Thousands of WordPress sites could be at risk as a vulnerability in the Ultimate Member plugin gets exploited, but a quick fix will stop your site from being taken over.
The plugin, which has amassed more than 200,000 downloads on the platform, is designed to support user signups and memberships on WordPress websites.
The vulnerability which is being tracked as CVE-2023-3460 has been awarded a score of 9.8, making it ‘critical.’ It is believed to have impacted all versions of the plugin.
Ultimate Member plugin is getting a patch ASAP
WordPress support platform user softwaregeek posted their concerns about the vulnerability, which they said “allows an unauthenticated attacker to register as an administrator and take full control of the website.”
An attacker can bypass a filter that allows them to amend the wp_capabilities record, making themselves a site admin.
Plugin Support team member andrewshu confirmed that versions 2.6.4, 2.6.5, and 2.6.6 went some way to closing the vulnerability, but users were still at risk.
Wordfence, which is credited with first sounding the alarm bells, urged the plugin’s users to uninstall the plugin until a fix had been issued. The company also announced that it had released a firewall rule to help protect some of its customers.

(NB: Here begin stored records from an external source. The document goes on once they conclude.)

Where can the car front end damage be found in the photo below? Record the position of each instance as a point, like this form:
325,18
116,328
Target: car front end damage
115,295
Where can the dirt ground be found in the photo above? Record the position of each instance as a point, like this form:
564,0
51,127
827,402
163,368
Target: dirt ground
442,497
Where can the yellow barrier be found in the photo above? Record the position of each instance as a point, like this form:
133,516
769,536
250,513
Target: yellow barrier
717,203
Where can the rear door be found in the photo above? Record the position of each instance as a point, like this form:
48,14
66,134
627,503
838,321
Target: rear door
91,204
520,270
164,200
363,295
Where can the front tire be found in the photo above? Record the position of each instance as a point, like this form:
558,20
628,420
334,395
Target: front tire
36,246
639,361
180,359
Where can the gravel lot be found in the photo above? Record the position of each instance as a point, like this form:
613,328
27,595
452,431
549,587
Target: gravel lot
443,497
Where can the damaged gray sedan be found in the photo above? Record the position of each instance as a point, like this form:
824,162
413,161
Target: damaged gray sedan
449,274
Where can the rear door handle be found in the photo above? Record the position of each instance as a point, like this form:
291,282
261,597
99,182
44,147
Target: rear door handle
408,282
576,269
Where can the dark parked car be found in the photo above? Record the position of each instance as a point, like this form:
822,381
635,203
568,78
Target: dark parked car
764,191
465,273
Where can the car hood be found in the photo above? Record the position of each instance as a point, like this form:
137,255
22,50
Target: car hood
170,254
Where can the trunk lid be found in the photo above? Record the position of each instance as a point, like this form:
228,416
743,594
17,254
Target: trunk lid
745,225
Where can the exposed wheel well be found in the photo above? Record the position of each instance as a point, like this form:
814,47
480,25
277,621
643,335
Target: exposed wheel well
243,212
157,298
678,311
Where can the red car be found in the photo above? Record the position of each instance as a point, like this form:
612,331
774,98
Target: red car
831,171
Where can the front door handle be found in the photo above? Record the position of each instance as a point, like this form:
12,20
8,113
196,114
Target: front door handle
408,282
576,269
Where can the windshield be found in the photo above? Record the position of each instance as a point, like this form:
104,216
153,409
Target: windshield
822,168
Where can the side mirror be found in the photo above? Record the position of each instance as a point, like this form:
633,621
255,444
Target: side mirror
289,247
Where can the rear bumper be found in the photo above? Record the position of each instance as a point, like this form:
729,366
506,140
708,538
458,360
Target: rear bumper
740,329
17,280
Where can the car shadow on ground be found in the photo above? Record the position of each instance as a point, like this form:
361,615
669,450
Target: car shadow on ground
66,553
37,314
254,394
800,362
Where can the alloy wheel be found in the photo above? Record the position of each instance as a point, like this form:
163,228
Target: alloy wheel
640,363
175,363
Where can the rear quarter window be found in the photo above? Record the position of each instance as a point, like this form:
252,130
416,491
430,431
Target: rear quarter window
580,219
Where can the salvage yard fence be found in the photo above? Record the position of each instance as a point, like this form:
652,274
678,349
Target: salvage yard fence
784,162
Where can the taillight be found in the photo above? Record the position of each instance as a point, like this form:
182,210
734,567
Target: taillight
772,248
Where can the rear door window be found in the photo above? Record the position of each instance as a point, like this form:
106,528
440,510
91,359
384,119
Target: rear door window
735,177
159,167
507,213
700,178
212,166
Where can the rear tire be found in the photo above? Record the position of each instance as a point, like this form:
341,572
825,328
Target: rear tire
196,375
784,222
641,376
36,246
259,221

Later, andrewshu confirmed that version 2.6.7 had been released as a fix. Details in the plugin’s changelog confirm that this is the case:
“Fixed: A privilege escalation vulnerability used through UM Forms. Known in the wild that vulnerability allowed strangers to create administrator-level WordPress users.”
In the notes, the developer urged users to ensure that they have now updated to version 2.6.7, and to check admin-level users on their site in case they have been a victim of the exploit.